Las evoluciones actuales provocan conflictos dentro de la misma Iglesia que hay que acertar a superar, ya que, si no se hace realidad esta regeneración, poco a poco se socavaría seriamente la creatividad de la Iglesia, la capacidad de imaginar el futuro y, sobre todo, de iniciar un presente con futuro; por eso, bien podemos afirmar que solo quien tiene una fe en el futuro puede vivir intensamente el presente; solo quien conoce el destino camina con firmeza, a pesar de los obstáculos. El proceder de Jesús es bien distinto: no condena. Invita, propone y deja a la comunidad creyente con un proyecto alternativo y muy original. Somos viajeros, y nuestra vida y la de la Iglesia son siempre expectación.

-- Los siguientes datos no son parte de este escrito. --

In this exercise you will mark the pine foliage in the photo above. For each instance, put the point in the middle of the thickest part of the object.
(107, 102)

En esta reflexión y propuesta no vamos a olvidar que la misión no solo representa la naturaleza misma de la Iglesia (AG 2), sino que es su origen, su fin y su vida. La misión hace a la Iglesia, porque la convierte en un buen instrumento de salvación. La constituye en comunidad de salvados y salvadores, de discípulos y misioneros. Por supuesto, es «una pasión por Jesús y al mismo tiempo una pasión por el pueblo» (EG 268) y un verdadero germen de mundo nuevo que la gracia que nos precede y acompaña va suscitando constantemente dentro y fuera de la Iglesia. El Evangelio del que vive la Iglesia «siempre tiene la dinámica del éxodo y del don del salir de sí» (EG 21).

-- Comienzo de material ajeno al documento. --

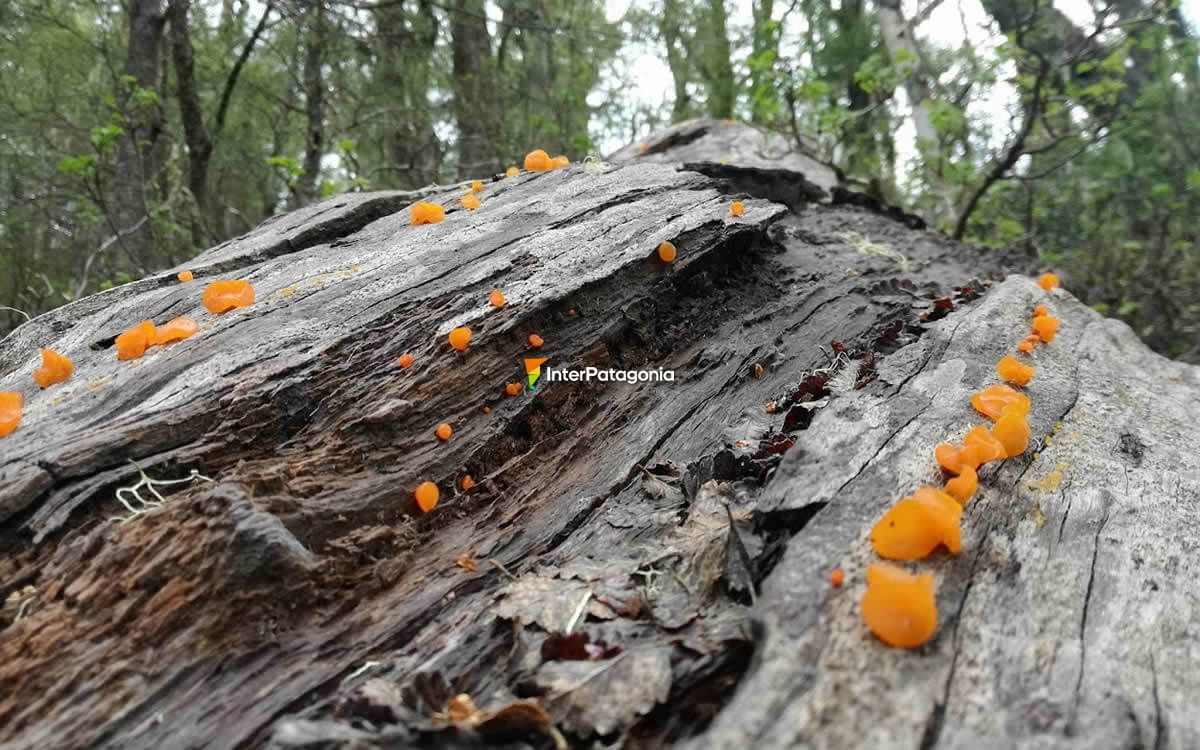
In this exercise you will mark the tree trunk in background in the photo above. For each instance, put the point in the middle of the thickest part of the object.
(307, 187)
(138, 156)
(474, 90)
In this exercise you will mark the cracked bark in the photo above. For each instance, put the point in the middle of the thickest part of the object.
(286, 603)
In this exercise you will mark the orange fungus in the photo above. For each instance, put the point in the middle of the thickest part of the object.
(538, 161)
(917, 525)
(426, 496)
(1045, 327)
(10, 413)
(899, 607)
(1012, 371)
(225, 295)
(460, 337)
(55, 369)
(135, 342)
(994, 400)
(175, 330)
(963, 486)
(427, 214)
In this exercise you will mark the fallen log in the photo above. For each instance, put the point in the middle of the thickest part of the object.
(641, 562)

La misión así entendida no responde en primer lugar a las iniciativas humanas; su protagonista es el Espíritu Santo; suyo es el proyecto misionero, y la Iglesia es la servidora de la misión. No es ella la que hace la misión, sino que la misión es la que hace a la Iglesia. La misión, por tanto, no es el instrumento, sino el punto de partida y el fin y, por lo mismo, se encuentra en la clave de bóveda de la Iglesia. En consecuencia, no será poco el espacio que dedicaremos a esa misión en estas páginas. Nos interesa de una manera especial saber qué está haciendo la Iglesia y cómo lo está haciendo para bien de la humanidad. Solo así podremos cambiar su rostro. Tiene que ser central en ella, como lo fue en Jesús, traer la buena noticia del Reino y salir de la crisis. No hay ninguna duda de que esa nueva forma de ser Iglesia bien se puede definir y presentar «en clave de una misión que pretende abandonar el cómodo criterio pastoral del “siempre se ha hecho así”. Invito a todos a ser audaces y creativos en esta tarea de repensar los objetivos, las estructuras, el estilo y los métodos evangelizadores de las propias comunidades» (EG 33). Una Iglesia así se sale de lo institucional y se lanza a ser diferente.

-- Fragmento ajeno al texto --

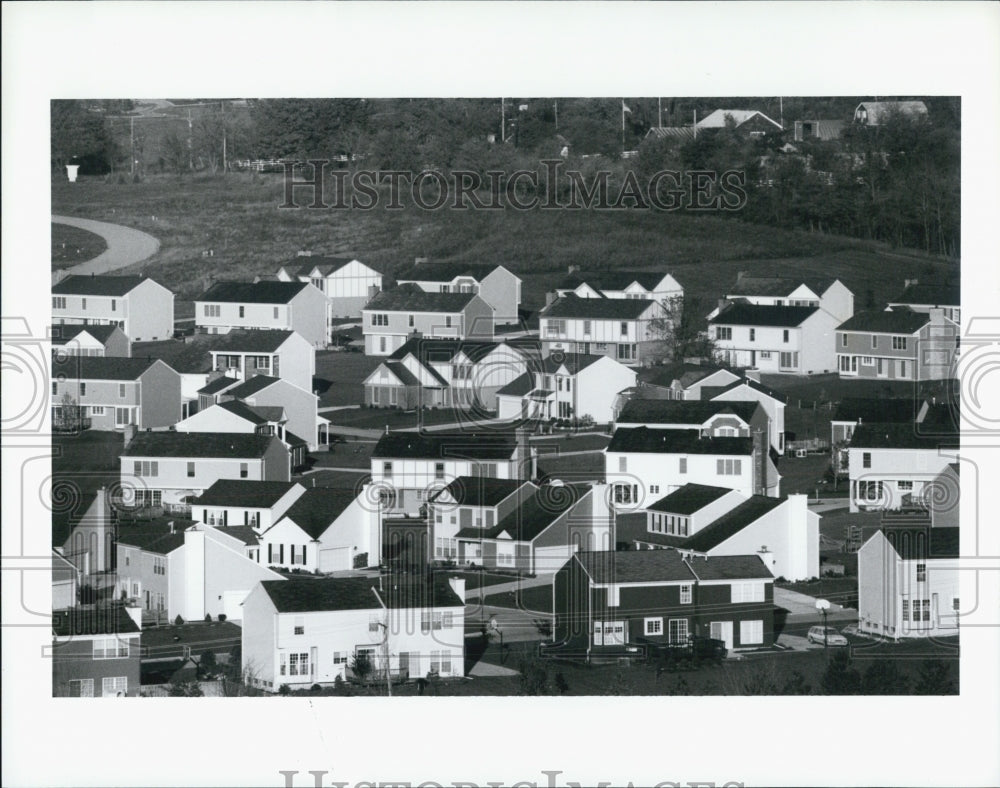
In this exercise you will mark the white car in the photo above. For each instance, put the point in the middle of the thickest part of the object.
(827, 635)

Todo esto nos va a llevar a la conclusión de que no se trata de plantear reformas de entrada, sino de suscitar un proceso espiritual y de discernimiento que ayude a encontrar y meter lo genuino del Reino de Dios en lo cotidiano de la Iglesia y del mundo. Así lo ha expresado el papa Francisco: «No quiero una Iglesia preocupada por ser el centro y que termine encerrada en una maraña de obsesiones y de procedimientos» (EG 49). Esta sencilla propuesta puede traer grandes consecuencias, y desde luego supone un cambio de perspectiva, de estilo, de articulación y de propuesta; invita a centrarnos en lo principal, en el amor a Jesucristo, y desde ahí repensar el conjunto. Cuando se vuelve al Evangelio, «brotan nuevos caminos, métodos creativos, otras formas de expresión, signos más elocuentes, palabras cargadas de renovado significado para el mundo actual. En realidad, toda auténtica acción evangelizadora es siempre “nueva”» (EG 11) y es fruto de una nueva forma de ser Iglesia. No hay duda de que es hora de despertar en la Iglesia y, por supuesto, de arriesgar. En toda reforma hay incluido riesgo.